This is it! We made it! It's fall and that means a whole world of activities around the garden. Today we'll talk about our favorite parts of fall and what kinds of things you might want to do in your garden during this early fall season.
Oh Dave and Trish this is my new most favorite episode if my favorite podcast! I love the fall season, mulching, cover crops, and learning how to overwinter. I am just getting serious about growing garlic. I ordered a large quantity from our very own Dr Dawg, instead of plunking a little toe here and there. It is all so fun. Thank you for the wonderful entertainment, inspiration, motivation, and learning opportunities
I bought some annual ryegrass and am trying to get it planted on my garden area. I have read that it can be troublesome if not cut down at the right time so I am a little Leary.
I wonder if it can or would choke out that darn wire grass that just consumes ALL SPACES. it sends runners underground and gets into everything. I am trying to get rid of it but haven't found the trick yet
The annual ryegrass grows extremely thickly and out competes everything, including the desirables. When it gets into the ornamental gardens it is a weed, but thankfully it's fairly easy to control. The video we posted last summer of a two-person weeding job: most of those weeds were actually annual ryegrass!!!
But we love it in the chicken pens over winter, and of course in the pasture.

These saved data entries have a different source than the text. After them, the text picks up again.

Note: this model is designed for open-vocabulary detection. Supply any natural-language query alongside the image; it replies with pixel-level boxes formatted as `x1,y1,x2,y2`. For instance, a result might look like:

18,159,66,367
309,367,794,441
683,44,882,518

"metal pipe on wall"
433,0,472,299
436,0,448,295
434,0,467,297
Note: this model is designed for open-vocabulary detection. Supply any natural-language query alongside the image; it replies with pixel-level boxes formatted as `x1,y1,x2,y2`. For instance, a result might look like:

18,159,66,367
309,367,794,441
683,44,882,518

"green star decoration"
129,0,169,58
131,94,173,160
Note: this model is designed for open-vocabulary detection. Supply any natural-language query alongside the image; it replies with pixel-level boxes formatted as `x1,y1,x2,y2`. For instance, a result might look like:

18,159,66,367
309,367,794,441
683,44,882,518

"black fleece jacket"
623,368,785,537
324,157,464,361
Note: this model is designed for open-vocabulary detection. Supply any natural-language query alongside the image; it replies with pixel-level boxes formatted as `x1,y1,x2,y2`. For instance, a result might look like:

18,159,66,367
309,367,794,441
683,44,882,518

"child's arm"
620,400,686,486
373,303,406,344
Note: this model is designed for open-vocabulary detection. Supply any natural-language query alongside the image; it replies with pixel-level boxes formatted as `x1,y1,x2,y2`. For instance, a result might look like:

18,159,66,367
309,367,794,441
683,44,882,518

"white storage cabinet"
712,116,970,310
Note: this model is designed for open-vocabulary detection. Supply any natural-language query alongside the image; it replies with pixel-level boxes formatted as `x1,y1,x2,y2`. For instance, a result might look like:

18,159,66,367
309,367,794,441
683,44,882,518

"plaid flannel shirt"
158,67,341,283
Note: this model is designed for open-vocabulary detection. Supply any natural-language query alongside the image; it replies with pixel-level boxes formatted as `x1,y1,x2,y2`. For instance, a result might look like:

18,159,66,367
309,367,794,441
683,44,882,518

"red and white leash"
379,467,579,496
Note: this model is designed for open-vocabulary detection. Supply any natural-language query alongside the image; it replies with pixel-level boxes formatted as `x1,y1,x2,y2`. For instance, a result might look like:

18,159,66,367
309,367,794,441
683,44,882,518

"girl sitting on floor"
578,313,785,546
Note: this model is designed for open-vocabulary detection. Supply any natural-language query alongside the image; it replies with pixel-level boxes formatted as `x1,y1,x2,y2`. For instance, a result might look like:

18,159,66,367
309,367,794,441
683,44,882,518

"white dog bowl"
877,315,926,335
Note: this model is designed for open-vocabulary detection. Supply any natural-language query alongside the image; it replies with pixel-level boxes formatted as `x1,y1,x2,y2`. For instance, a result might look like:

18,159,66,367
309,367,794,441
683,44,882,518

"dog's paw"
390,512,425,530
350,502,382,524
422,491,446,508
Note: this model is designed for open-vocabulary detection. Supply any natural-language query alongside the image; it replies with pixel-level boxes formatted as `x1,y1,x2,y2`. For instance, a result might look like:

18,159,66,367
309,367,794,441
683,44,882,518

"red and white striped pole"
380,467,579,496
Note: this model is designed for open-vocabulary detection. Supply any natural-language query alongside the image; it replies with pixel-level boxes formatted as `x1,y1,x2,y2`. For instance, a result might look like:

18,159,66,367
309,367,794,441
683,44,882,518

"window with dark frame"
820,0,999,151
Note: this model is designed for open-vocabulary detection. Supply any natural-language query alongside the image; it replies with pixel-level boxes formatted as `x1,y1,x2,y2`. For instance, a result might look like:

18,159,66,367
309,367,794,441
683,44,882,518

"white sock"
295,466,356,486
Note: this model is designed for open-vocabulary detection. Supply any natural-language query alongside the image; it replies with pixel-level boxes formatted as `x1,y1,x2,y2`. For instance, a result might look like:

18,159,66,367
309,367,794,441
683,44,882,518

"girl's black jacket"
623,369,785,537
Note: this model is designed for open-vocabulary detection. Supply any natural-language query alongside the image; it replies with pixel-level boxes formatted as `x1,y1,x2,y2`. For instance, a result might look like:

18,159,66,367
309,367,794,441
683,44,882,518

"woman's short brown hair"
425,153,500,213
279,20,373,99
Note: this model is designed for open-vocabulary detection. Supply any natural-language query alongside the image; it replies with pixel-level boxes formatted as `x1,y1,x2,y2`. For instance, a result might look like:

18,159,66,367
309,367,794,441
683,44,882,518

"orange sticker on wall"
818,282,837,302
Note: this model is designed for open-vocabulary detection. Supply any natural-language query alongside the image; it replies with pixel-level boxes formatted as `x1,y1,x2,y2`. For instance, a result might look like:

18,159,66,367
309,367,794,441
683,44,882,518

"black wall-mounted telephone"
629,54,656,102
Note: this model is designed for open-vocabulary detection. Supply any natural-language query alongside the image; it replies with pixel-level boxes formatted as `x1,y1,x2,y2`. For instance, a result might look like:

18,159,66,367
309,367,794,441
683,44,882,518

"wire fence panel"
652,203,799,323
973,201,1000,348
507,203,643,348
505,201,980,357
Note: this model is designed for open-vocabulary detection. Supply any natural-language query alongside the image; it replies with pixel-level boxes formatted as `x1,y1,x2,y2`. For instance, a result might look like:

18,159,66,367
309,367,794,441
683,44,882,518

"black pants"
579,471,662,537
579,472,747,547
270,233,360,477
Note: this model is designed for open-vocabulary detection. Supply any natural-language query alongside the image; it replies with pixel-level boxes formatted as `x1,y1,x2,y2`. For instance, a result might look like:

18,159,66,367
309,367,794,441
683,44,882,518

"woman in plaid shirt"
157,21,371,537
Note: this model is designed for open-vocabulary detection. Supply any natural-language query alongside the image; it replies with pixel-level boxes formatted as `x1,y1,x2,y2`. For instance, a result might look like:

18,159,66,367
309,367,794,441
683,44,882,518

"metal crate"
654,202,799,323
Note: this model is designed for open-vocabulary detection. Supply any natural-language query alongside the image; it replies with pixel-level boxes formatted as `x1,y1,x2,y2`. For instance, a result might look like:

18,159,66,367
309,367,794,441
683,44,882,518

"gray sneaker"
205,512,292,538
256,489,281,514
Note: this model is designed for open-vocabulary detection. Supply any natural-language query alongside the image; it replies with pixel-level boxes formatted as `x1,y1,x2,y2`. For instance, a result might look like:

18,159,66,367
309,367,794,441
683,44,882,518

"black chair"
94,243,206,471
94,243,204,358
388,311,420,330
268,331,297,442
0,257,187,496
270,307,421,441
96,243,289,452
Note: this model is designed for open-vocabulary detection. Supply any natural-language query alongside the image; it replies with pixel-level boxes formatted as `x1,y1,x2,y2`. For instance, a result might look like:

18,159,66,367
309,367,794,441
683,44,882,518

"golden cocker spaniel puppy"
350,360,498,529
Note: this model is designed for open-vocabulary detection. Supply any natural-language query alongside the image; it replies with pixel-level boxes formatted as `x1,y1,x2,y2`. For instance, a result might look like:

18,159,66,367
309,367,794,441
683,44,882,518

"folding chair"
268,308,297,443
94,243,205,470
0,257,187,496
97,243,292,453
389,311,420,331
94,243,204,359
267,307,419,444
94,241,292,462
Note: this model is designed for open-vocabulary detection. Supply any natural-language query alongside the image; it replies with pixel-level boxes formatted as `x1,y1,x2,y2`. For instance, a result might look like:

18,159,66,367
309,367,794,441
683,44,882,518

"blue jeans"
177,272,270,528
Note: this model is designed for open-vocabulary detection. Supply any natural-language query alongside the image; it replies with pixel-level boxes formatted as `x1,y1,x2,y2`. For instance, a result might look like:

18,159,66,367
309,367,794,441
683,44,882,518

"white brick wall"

I have in the past covered entire vegetable gardens with it over winter with great results but I don't grow large traditional vegetable garden plots anymore.
@dave Thank you ~ I did watch the video last summer. It looked a little labor intensive to me. I think I may try it in little patches.... I am thinking it can’t be as hard to control as the wire grass I have trying to take over all of my garden....
I wonder if I can weed eat it down to kill it but leave the roots?
I don't have wiregrass here so I can't make that comparison. But the ryegrass isn't that bad. We can and do mow it and it often does not recover from a simple mowing. In the weeding example, we weeded it out because we wanted it completely gone so we could garden in that spot.